HOW DO YOU KNOW IF YOU STILL WRITE LIKE YOURSELF?
The Holy Grail for authors is to be recognized from their writing, because it’s distinctive and personal and memorable. It’s called voice, and goes along with having a style, sometimes for series, sometimes for all your books.
It is an interesting milestone when you find you have developed such features.
And the question I’ve been asking myself since all the garbage happened (starting way back in November of last year) is: Am I still myself as a writer?
Life events change people
And writers are people.
On some of the days I’ve been able to write since the side effects of medications have mostly been out of my system, I have noted with some pleasure that I seem to have learned how to do writing the way I do it – faster.
The process hasn’t changed – I gather a lot of bits my plotting process has decided will be in a particular scene, fill in some lists I have made for myself with such things as ‘What is the heart of this scene?’ and ‘What would happen if this scene weren’t here?’ and such, and start organizing the material into beats which make some kind of sense to me – and then the actual writing seems to flow, dreamlike, from all the little pieces, as they show me where they belong.
Maybe it’s faster because I’ve stopped second-guessing myself: most of the material will fit in, and occasional bits will be postponed, and very rarely a piece will be added to an earlier finished scene.
But I question such gifts.
Is it real?
And is it still me?
I don’t want a reader to notice that something ineffable has changed, and Book 2 feels wrong.
I won’t know the answer to this for a while, but I made a plea to my beta reader to be especially aware of the concept of change as she reads the new material (my method is to send it to her, polished, a chapter at a time).

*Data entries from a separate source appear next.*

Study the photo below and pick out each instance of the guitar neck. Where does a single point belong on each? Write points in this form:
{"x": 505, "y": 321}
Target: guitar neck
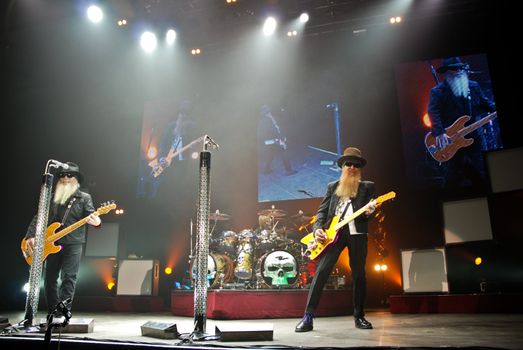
{"x": 174, "y": 154}
{"x": 468, "y": 129}
{"x": 69, "y": 229}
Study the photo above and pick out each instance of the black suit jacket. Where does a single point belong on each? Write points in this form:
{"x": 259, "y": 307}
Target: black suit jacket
{"x": 327, "y": 208}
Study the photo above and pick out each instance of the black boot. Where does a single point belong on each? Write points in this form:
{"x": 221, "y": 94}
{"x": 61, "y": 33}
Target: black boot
{"x": 305, "y": 324}
{"x": 362, "y": 323}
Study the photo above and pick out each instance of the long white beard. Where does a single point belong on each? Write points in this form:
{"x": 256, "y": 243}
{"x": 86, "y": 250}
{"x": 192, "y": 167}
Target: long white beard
{"x": 64, "y": 192}
{"x": 348, "y": 186}
{"x": 459, "y": 85}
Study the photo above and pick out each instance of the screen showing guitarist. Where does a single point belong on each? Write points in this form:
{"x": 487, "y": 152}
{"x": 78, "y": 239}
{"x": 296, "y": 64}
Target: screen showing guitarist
{"x": 343, "y": 197}
{"x": 272, "y": 143}
{"x": 458, "y": 107}
{"x": 68, "y": 206}
{"x": 173, "y": 142}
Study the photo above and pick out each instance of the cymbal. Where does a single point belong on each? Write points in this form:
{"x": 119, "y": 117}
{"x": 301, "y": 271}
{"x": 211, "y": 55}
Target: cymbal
{"x": 276, "y": 213}
{"x": 219, "y": 216}
{"x": 301, "y": 216}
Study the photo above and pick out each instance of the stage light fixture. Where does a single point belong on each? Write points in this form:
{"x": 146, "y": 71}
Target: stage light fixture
{"x": 304, "y": 18}
{"x": 148, "y": 42}
{"x": 95, "y": 14}
{"x": 395, "y": 20}
{"x": 426, "y": 120}
{"x": 269, "y": 27}
{"x": 170, "y": 36}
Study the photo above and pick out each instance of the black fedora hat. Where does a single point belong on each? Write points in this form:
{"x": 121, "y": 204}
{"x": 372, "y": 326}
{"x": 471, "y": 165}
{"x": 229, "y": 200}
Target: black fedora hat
{"x": 353, "y": 155}
{"x": 451, "y": 63}
{"x": 74, "y": 169}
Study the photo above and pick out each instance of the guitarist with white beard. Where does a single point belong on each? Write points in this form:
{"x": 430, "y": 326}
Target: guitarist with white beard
{"x": 454, "y": 97}
{"x": 68, "y": 206}
{"x": 343, "y": 197}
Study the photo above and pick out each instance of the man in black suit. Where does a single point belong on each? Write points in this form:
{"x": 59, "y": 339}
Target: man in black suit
{"x": 343, "y": 198}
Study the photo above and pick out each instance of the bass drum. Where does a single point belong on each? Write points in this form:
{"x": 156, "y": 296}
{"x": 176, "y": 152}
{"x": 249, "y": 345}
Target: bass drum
{"x": 220, "y": 269}
{"x": 278, "y": 269}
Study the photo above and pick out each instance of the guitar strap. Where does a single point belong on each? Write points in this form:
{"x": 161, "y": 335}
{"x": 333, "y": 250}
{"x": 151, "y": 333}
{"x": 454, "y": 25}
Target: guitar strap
{"x": 68, "y": 209}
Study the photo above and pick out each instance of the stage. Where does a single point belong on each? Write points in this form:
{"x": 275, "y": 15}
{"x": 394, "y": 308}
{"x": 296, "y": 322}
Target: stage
{"x": 118, "y": 330}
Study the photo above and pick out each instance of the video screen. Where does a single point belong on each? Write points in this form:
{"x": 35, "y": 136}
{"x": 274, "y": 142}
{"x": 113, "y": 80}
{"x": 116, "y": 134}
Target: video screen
{"x": 168, "y": 138}
{"x": 448, "y": 120}
{"x": 298, "y": 146}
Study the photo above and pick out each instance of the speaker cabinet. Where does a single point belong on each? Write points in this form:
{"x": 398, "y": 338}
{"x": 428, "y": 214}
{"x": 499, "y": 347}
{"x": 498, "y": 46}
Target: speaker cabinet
{"x": 424, "y": 270}
{"x": 138, "y": 277}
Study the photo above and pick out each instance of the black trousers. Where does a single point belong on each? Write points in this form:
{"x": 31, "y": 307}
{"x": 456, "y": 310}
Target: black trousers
{"x": 357, "y": 245}
{"x": 64, "y": 264}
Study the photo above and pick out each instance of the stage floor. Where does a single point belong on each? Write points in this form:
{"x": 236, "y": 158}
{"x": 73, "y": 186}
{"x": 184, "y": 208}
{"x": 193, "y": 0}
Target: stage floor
{"x": 499, "y": 331}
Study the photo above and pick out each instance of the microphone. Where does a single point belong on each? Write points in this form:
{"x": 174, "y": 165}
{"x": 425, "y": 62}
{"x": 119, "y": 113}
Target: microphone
{"x": 57, "y": 164}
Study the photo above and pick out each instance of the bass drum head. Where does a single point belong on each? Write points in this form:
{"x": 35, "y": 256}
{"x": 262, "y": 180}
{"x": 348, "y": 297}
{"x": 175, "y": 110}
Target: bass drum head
{"x": 278, "y": 269}
{"x": 220, "y": 269}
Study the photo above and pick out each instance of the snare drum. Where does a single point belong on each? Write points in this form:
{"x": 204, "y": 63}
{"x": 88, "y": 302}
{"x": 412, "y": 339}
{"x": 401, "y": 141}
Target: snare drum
{"x": 245, "y": 259}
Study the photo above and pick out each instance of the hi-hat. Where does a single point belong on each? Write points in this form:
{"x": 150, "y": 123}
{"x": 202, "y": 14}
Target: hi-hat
{"x": 219, "y": 216}
{"x": 276, "y": 213}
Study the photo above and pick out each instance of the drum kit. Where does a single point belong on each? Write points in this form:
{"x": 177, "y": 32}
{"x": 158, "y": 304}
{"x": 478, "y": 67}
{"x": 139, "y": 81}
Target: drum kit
{"x": 265, "y": 258}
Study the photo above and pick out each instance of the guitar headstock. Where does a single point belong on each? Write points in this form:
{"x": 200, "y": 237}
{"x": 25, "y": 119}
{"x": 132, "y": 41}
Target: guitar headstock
{"x": 106, "y": 207}
{"x": 385, "y": 197}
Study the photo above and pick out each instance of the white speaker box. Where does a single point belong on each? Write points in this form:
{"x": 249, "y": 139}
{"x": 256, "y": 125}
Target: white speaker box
{"x": 138, "y": 277}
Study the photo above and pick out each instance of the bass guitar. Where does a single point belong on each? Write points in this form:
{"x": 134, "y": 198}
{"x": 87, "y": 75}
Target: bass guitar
{"x": 457, "y": 132}
{"x": 159, "y": 166}
{"x": 316, "y": 249}
{"x": 52, "y": 236}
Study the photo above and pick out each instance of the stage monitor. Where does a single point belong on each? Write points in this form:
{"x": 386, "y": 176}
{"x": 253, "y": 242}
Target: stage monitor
{"x": 424, "y": 270}
{"x": 467, "y": 220}
{"x": 453, "y": 96}
{"x": 505, "y": 169}
{"x": 103, "y": 241}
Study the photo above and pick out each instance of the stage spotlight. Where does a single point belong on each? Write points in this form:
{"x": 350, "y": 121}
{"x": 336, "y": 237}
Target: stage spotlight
{"x": 395, "y": 20}
{"x": 148, "y": 42}
{"x": 426, "y": 120}
{"x": 95, "y": 14}
{"x": 170, "y": 36}
{"x": 269, "y": 27}
{"x": 304, "y": 18}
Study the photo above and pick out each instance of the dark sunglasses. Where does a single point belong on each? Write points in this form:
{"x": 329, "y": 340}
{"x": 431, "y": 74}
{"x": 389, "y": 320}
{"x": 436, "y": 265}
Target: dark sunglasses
{"x": 66, "y": 174}
{"x": 349, "y": 164}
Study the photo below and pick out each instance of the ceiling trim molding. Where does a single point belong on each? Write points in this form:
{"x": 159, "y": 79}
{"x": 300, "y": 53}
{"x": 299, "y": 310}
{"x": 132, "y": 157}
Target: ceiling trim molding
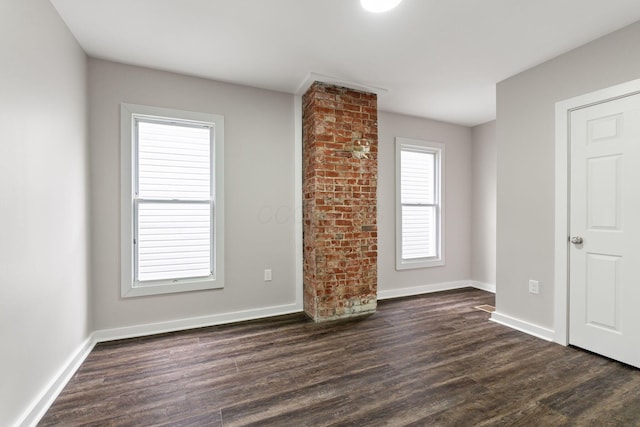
{"x": 317, "y": 77}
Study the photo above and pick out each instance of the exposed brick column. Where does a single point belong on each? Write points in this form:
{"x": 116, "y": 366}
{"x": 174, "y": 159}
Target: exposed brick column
{"x": 340, "y": 170}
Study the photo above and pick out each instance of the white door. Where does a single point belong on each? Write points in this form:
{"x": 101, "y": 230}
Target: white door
{"x": 604, "y": 276}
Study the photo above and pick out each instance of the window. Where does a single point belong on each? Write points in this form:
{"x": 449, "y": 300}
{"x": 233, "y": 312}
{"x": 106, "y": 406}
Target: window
{"x": 419, "y": 210}
{"x": 172, "y": 201}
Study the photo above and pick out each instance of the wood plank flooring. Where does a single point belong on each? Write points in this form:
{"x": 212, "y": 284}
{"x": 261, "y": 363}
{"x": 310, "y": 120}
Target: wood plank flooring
{"x": 432, "y": 360}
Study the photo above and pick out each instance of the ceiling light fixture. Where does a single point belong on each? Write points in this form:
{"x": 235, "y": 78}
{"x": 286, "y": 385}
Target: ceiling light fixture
{"x": 377, "y": 6}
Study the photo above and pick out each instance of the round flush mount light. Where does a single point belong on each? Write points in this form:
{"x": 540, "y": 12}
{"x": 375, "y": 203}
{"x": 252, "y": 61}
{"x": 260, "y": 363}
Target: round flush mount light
{"x": 377, "y": 6}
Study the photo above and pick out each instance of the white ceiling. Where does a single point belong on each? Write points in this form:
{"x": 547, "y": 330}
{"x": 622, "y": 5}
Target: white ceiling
{"x": 438, "y": 59}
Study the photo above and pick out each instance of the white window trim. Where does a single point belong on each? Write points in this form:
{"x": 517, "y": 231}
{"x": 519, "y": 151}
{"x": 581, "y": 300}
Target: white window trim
{"x": 128, "y": 288}
{"x": 438, "y": 149}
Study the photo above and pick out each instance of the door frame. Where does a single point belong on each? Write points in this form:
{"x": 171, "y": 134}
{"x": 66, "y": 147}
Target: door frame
{"x": 562, "y": 179}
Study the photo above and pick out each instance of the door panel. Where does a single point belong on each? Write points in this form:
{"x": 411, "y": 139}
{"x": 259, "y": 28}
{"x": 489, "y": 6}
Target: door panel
{"x": 604, "y": 282}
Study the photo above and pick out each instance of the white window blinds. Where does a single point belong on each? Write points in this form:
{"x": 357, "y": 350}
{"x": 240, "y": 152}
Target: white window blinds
{"x": 173, "y": 201}
{"x": 418, "y": 204}
{"x": 419, "y": 210}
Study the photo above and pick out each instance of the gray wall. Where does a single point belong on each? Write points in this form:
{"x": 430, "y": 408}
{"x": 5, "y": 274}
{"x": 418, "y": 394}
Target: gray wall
{"x": 457, "y": 198}
{"x": 259, "y": 200}
{"x": 525, "y": 151}
{"x": 483, "y": 203}
{"x": 43, "y": 199}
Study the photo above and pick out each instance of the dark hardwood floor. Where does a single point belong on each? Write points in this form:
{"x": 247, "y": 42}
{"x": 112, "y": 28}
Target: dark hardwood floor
{"x": 424, "y": 361}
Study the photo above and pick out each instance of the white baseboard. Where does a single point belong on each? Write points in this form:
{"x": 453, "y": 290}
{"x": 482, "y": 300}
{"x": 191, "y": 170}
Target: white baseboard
{"x": 422, "y": 289}
{"x": 192, "y": 323}
{"x": 42, "y": 403}
{"x": 46, "y": 398}
{"x": 489, "y": 287}
{"x": 523, "y": 326}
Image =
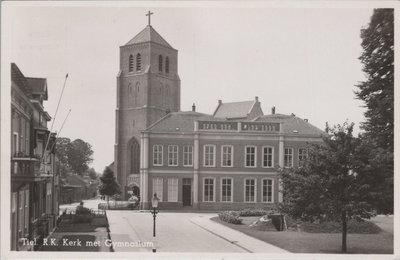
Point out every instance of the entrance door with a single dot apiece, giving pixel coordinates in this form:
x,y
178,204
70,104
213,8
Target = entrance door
x,y
187,192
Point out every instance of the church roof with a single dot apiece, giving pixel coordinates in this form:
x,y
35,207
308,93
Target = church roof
x,y
234,109
148,34
291,124
179,122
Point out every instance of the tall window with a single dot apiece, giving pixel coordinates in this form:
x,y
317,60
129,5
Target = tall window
x,y
188,155
303,154
209,190
226,190
268,157
250,156
21,213
172,155
167,64
157,187
267,190
227,156
159,62
173,189
26,210
138,62
288,158
130,63
250,190
157,155
27,138
209,155
15,142
48,198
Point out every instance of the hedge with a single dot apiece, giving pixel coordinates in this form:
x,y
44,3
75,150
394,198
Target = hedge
x,y
230,217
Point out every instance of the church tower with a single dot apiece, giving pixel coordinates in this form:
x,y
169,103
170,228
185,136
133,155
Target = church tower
x,y
148,88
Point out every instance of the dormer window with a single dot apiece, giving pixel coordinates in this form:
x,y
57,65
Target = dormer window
x,y
160,63
130,63
167,65
138,62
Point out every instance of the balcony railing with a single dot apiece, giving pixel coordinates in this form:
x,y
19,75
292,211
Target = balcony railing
x,y
28,167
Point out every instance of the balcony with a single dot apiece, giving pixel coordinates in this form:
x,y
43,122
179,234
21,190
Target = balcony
x,y
27,168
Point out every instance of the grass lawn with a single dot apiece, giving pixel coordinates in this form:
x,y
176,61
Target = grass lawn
x,y
302,242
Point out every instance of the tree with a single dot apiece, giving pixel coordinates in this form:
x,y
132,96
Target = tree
x,y
75,155
377,91
109,185
92,173
327,187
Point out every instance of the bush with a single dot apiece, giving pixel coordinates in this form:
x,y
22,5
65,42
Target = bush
x,y
82,211
277,221
82,218
230,217
254,212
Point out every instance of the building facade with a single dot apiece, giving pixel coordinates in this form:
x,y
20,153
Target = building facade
x,y
227,160
34,166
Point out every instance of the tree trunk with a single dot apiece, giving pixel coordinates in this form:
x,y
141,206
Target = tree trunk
x,y
344,232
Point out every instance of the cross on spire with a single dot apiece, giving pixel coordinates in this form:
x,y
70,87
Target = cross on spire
x,y
149,14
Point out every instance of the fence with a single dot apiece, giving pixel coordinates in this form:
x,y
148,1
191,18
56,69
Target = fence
x,y
70,212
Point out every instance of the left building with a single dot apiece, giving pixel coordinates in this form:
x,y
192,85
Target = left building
x,y
34,165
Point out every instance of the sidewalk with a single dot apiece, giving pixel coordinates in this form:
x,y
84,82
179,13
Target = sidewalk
x,y
250,244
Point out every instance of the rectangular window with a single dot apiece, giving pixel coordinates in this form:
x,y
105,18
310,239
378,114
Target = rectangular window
x,y
21,204
268,157
48,198
267,190
172,189
27,138
209,190
226,190
172,155
250,190
303,154
209,155
227,156
15,143
26,210
157,155
250,152
288,158
188,155
14,202
158,187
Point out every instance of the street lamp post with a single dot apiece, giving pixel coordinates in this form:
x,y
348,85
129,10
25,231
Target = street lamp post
x,y
154,204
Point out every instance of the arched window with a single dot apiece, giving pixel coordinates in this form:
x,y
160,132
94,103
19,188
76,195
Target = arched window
x,y
130,63
159,62
138,62
167,65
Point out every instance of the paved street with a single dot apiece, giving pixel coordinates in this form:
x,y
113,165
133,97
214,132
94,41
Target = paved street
x,y
175,233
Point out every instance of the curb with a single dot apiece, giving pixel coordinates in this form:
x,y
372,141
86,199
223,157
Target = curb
x,y
224,238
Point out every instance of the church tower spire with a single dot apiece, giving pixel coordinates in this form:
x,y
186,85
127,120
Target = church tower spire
x,y
148,87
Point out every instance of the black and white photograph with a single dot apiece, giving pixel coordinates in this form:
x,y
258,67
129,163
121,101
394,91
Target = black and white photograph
x,y
199,129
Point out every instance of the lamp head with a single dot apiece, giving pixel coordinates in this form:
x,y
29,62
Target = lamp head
x,y
154,201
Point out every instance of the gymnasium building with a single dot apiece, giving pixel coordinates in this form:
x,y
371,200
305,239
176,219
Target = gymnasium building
x,y
227,160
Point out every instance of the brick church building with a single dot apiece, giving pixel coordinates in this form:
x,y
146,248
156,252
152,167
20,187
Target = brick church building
x,y
227,160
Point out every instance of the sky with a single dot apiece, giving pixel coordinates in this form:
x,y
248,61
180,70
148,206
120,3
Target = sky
x,y
302,60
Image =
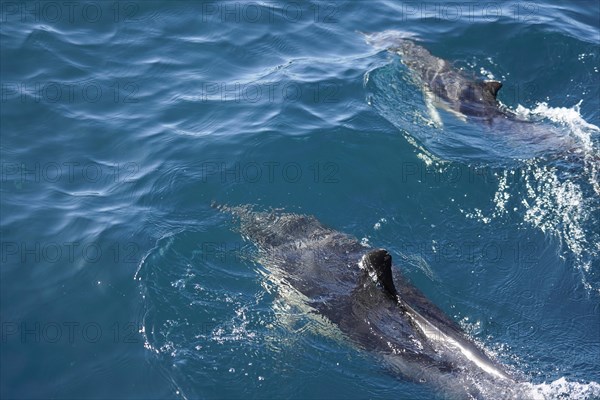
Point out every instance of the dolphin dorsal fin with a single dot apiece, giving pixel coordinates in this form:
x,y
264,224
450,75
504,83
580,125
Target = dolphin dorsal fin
x,y
380,262
492,87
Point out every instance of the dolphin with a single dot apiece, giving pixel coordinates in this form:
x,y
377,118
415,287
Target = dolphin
x,y
358,291
450,88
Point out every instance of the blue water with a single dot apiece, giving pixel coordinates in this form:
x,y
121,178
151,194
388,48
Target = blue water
x,y
121,122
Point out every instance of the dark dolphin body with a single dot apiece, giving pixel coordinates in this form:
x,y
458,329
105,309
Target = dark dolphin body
x,y
358,291
464,95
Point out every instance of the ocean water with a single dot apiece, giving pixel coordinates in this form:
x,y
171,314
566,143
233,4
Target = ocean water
x,y
121,122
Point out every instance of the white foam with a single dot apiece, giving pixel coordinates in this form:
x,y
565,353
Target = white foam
x,y
562,389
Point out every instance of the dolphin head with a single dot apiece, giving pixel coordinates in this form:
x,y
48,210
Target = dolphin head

I’m not sure what the heck I will do it I’ve been changed in my writing by the recent health events. I will accept that maybe the speed has come because I value my tiny bit of functionality even more, now that I’ve experienced how it can disappear completely for months on end.
But first I have to know.
I await her judgment. If she’s not sure, I will get more readers from those who loved PURGATORY, and beg them to look at a couple of chapters.
It’s a scary thought – and one of the things that’s been worrying me along with the obvious aftermath to health problems.
If you notice
anything specific in my NON-fiction – comments and posts and emails – that makes you wonder whether I’m still here, please let me know.
I have literally run to the end of my DIY ways: I can’t tell. And I don’t know why I’m slightly uneasy, unless it’s simply the kind of unease that makes you question EVERYTHING once you trip over something that shouldn’t have been there.
Oh, and: has this ever happened to you?